第4話 束の間の平穏
翌朝、シャーロットはまだ寝ていた。よほど疲れていたのだろう。
彼女をそのままに市場に出た。
「相変わらず盛況だな、ここは」
《マーズ・ホットウォレットの街ですからね》
てくてくと歩いていると馴染みの露店があった。
「お、旦那。久しぶりだね。いつものやつかい?」
「ああ、1キロくれ」
「まいど!」
店主は壺を一つこちらに渡してくる。金貨を三枚渡す。蓋を取って中を確認する。
「相変わらず、いい仕事をするな」
「欲を言うなら、もうちっとマメに来てほしいところですがね。在庫しとくの面倒なんでさあ」
「善処しよう」
壺を抱え手を振り店を離れる。
宿に戻ると薄暗い部屋でぼーっとベッドに座るシャーロットがいた。
「おはよう、シャーロット」
「おはようございます」
シャーロットは朝はエンジンがかからないタイプのようだ。とはいえ刻み込まれた礼儀と言う名の矯正システムによりぼーっとしながらも挨拶を返してきた。
机の上に借りてきた魔導コンロを置く。砂糖を量り、水に溶かす。
コンロに鍋をかけ、砂糖水を煮詰める。
「なにを、なさっているのですか?」
「口を開けろ」
シャーロットは命令に従い口を開いた。そこに残り少なくなった飴を放り込む。
「んぐ⁉」
シャーロットの閉じた口からかろかろと音がする。
「飴……?」
「ああ、そうだ」
砂糖水を弱火で煮詰めていく。
焦げないようにゆっくりと傾けて鍋の中で砂糖水を転がしていくと徐々に色づく。
淡い黄色くらいで火を止めて鍋をさらにゆっくりと回し、余熱で更に火を入れる。
きれいな琥珀色になったところで小さな容器に垂らして小分けにする。
「やってみるか?」
「……え?」
「簡単だ。焦がさないように丁寧にゆっくりと鍋を傾けるだけ。黄色くなったら火を止めてもう少し鍋を傾ける。最後は小分けにして終わり、だ」
シャーロットはゆっくりと机に近寄り、鍋の前に立つ。不安そうに見上げてきたので、ため息を一つついて、すぐ脇に立つ。

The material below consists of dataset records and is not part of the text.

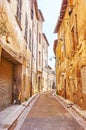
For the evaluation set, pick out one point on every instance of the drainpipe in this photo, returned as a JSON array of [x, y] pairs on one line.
[[32, 15]]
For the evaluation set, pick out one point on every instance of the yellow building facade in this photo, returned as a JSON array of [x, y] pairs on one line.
[[70, 51]]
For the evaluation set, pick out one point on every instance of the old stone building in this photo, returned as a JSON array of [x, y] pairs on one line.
[[70, 51], [45, 62], [15, 51], [20, 50]]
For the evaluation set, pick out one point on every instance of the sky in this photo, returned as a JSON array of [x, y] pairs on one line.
[[51, 11]]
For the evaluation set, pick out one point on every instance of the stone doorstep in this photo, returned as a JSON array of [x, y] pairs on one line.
[[66, 101], [81, 112], [9, 120]]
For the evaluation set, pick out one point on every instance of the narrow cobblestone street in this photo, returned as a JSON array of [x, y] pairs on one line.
[[48, 114]]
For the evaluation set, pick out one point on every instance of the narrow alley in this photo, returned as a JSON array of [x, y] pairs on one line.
[[48, 114]]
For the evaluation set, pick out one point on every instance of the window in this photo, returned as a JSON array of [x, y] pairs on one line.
[[39, 38], [30, 39], [19, 9], [73, 39], [39, 58]]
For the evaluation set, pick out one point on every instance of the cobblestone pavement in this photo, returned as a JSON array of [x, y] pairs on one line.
[[48, 114]]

鍋を持つシャーロットの右手に左手を重ねて、鍋の扱いを手伝う。
「あ、すごい、きれい」
シャーロットは鍋から小分けされた飴の色をみて微笑む。
「砂糖の塊だと甘いだけだが、ここまで火を入れるとほんのりとした苦みが出るし、固まるようになる」
シャーロットは真剣な表情で小分けにしていく。
「数日ここに滞在する。その後、お前は自由になる」
「……え?」
不安げな表情で俺を見上げる。
「コレを外す。そのための算段をつけてきた」
シャーロットの首輪を右手でつつく。多重に施されているプロテクトが俺の右手に干渉してくる。物理領域まで展開する保護システムをこのサイズに畳み込む技術は驚嘆に値する。

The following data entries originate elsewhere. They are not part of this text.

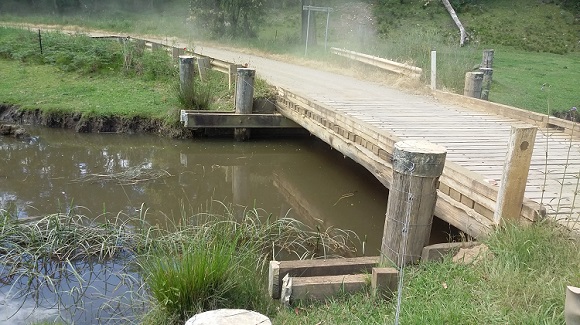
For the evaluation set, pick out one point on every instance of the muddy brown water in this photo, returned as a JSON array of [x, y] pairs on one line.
[[59, 170]]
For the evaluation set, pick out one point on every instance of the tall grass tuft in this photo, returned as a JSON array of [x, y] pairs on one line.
[[202, 261], [209, 272]]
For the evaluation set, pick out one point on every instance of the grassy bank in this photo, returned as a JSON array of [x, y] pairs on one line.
[[212, 261], [207, 260], [99, 78], [540, 48], [521, 281]]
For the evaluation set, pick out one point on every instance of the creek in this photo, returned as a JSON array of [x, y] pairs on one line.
[[63, 171]]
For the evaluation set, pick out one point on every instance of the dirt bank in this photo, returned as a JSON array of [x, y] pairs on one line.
[[13, 114]]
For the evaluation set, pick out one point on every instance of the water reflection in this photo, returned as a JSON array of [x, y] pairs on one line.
[[82, 292], [300, 178]]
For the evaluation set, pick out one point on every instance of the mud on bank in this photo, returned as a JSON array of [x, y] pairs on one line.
[[98, 124]]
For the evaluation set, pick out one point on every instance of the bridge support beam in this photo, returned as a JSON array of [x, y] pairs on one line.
[[417, 165], [186, 77], [244, 98], [515, 173]]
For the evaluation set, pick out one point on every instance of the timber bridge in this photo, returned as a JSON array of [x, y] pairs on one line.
[[363, 120]]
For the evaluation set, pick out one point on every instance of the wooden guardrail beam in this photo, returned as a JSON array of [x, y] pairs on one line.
[[465, 199]]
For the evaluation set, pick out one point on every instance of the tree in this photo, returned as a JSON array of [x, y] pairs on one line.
[[228, 17]]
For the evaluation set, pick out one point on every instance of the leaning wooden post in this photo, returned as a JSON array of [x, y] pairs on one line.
[[203, 64], [433, 70], [244, 98], [186, 76], [473, 81], [487, 68], [572, 306], [417, 165], [176, 52], [232, 70], [515, 173]]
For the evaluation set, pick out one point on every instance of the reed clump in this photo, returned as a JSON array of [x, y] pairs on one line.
[[203, 261]]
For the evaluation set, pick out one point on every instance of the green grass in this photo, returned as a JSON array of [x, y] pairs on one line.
[[410, 30], [215, 259], [52, 90], [534, 81], [522, 283]]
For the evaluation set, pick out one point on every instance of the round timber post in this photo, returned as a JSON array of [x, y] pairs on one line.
[[433, 70], [417, 165], [515, 173], [244, 98], [487, 68], [186, 71]]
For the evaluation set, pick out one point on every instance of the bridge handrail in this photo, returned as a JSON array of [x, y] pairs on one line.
[[541, 120], [392, 66], [465, 198]]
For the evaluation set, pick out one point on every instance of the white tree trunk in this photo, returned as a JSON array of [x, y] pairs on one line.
[[457, 22]]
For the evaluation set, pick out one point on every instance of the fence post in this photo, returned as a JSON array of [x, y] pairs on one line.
[[232, 70], [433, 70], [186, 76], [487, 68], [156, 46], [572, 306], [244, 98], [176, 52], [515, 173], [473, 82], [203, 65], [417, 165]]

不眠や純白天使と同等以上。だがこの術式パターンは見たことがない。このレベルにありながら今まで表舞台に立ったことのない技術者。
技術者として腕を上げるにはバカみたいに術式を書き散らす必要がある。小規模な解析機関なら個人で所有するケースもあるが、複雑な術式を実行できない。

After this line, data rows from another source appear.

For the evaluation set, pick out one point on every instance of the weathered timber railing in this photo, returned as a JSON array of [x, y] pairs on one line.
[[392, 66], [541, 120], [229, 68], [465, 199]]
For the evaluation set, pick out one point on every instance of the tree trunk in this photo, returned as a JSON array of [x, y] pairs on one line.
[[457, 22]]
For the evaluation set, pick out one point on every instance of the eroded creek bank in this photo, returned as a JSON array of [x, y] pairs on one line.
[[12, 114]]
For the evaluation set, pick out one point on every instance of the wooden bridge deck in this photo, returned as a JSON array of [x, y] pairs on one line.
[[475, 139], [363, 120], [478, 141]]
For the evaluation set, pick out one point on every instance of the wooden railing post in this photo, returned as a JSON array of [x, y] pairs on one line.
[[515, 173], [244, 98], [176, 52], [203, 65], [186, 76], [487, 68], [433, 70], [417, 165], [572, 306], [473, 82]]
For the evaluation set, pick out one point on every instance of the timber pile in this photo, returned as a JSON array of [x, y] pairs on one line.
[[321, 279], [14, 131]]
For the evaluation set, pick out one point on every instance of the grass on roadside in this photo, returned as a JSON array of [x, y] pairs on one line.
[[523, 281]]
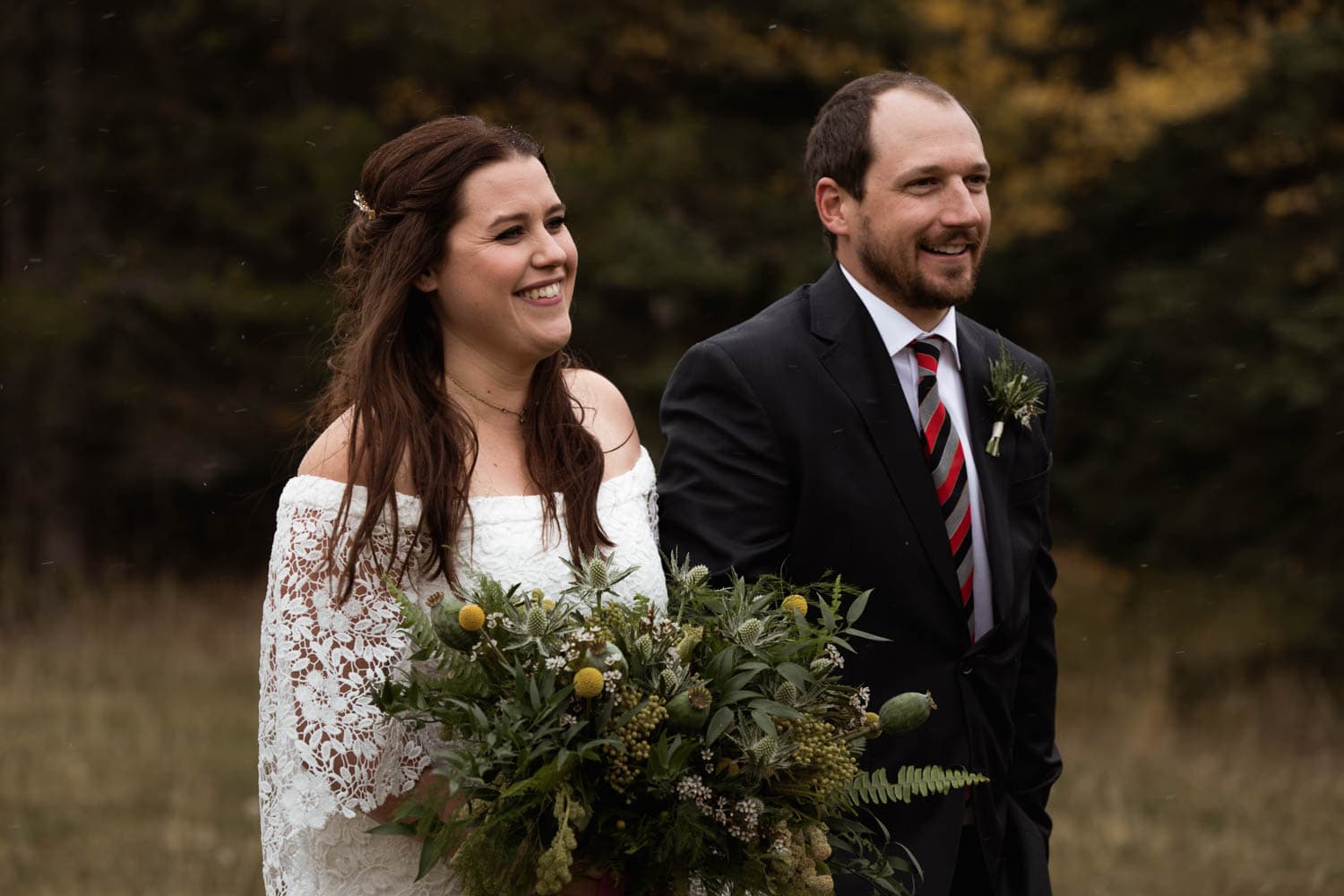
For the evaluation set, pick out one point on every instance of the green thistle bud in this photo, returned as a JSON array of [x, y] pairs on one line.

結果ある程度のところで成長が止まる。その壁をブチ破るには時間貸しの大規模な解析機関を血反吐を吐きながら金を稼いで借りるしかない。
俺みたいな例外もあるが……こいつクラスの装置が世の中にどれだけあるか。
「あの……ご主人さま?」
考え込んでいたら不安になったのかシャーロットが呼びかけてきた。
「なんだ?」
「その、どうして私に良くしてくださるのですか?」
「言っただろう。俺はたまたま二級市民になれたが、お前と同じだった、と」
リシアの巫女の話はまだできない。あのアバズレ女神は祟り神だ。
『あらひどいわね。あなたが魔術師として働けるのはあたしのおかげだってのに』
飴玉を口に放り込み、ガリガリと噛み砕く。骨に伝わる破砕音でリシアの声を上書きする。
『ま、いいわ。その首輪、早く外してね』
目を細めて首輪のパターンを見る。
「シャーロット、ベッドに座れ」
シャーロットは戸惑いながらも俺に指示に従った。